In 2008, a person by the name of Satoshi Nakamoto built the first blockchain and its first application Bitcoin. Blockchain technology allows you to safely transfer a digital asset without the need for any middlemen or intermediaries. Bitcoin is used to facilitate the transfer of monetary value. You can learn more about Bitcoin here.

How does it work?

A blockchain is a distributed and decentralized ledger that maintains an updated record of ownership. Instead of having middlemen, a blockchain has a network of databases which are synchronized and public.

When a transaction is carried out, it is placed in a block cryptographically protected with other transactions and sent out to the entire network. People called miners who have a high level of computing power now compete to validate the transaction by solving a long math problem. The first person to solve the problem validates the block and receive a reward.
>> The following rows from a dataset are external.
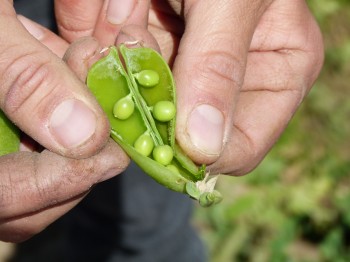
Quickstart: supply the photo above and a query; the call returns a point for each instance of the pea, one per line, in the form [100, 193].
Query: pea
[144, 145]
[9, 136]
[147, 78]
[173, 168]
[148, 137]
[164, 111]
[163, 154]
[123, 108]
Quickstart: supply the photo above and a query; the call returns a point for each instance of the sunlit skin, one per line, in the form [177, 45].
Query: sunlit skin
[265, 66]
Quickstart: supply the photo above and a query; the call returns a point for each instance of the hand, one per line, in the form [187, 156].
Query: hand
[50, 104]
[242, 68]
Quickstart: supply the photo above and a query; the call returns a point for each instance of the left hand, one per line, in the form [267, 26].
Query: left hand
[242, 68]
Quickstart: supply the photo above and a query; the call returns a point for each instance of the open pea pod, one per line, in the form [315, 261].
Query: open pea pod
[136, 89]
[9, 136]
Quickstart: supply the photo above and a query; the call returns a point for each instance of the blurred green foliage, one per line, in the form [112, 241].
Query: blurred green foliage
[296, 205]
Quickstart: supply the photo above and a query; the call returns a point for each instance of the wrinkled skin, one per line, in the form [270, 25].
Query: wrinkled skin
[253, 62]
[250, 63]
[38, 186]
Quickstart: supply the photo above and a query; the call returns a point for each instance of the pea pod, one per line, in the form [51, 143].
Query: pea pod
[141, 80]
[9, 136]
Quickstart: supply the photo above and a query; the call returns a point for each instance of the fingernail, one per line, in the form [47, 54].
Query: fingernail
[32, 27]
[119, 10]
[72, 123]
[206, 129]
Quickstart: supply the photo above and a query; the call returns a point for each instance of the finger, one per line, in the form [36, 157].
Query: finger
[278, 76]
[117, 13]
[77, 18]
[81, 54]
[85, 51]
[55, 43]
[36, 189]
[209, 71]
[43, 97]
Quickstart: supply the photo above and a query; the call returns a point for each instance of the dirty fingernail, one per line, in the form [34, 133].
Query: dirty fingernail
[32, 27]
[206, 129]
[72, 123]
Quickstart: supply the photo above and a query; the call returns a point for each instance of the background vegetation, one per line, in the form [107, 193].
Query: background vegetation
[296, 205]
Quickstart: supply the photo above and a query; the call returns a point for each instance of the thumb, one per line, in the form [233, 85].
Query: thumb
[43, 97]
[209, 72]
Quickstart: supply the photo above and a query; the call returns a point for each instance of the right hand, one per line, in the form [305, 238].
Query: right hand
[49, 103]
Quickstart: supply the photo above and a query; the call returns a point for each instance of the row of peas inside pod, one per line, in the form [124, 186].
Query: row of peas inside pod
[136, 89]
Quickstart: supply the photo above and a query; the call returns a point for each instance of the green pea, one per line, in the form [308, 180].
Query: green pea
[148, 133]
[164, 111]
[124, 108]
[144, 145]
[9, 136]
[147, 78]
[163, 154]
[173, 169]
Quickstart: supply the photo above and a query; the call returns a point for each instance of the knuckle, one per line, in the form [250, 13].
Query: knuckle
[25, 79]
[220, 70]
[16, 232]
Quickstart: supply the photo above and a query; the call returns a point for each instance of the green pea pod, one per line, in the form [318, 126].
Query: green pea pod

The next block of transactions is now timestamped and added to the previous blocks. The new block is linked to the the older blocks so that a chain is created.

What will be its impact?

Blockchains make the need for intermediaries obsolete. This has the benefit that hacks become much harder to pull off. If a malicious hacker wanted to change a block in a blockchain, they would have to hack that block and all the preceding blocks on the chain.

Blockchain has many applications from finance, the Internet-of-Things, and payment to healthcare, digital identity, and voting. The potential is significant with many platforms and applications not yet been invented!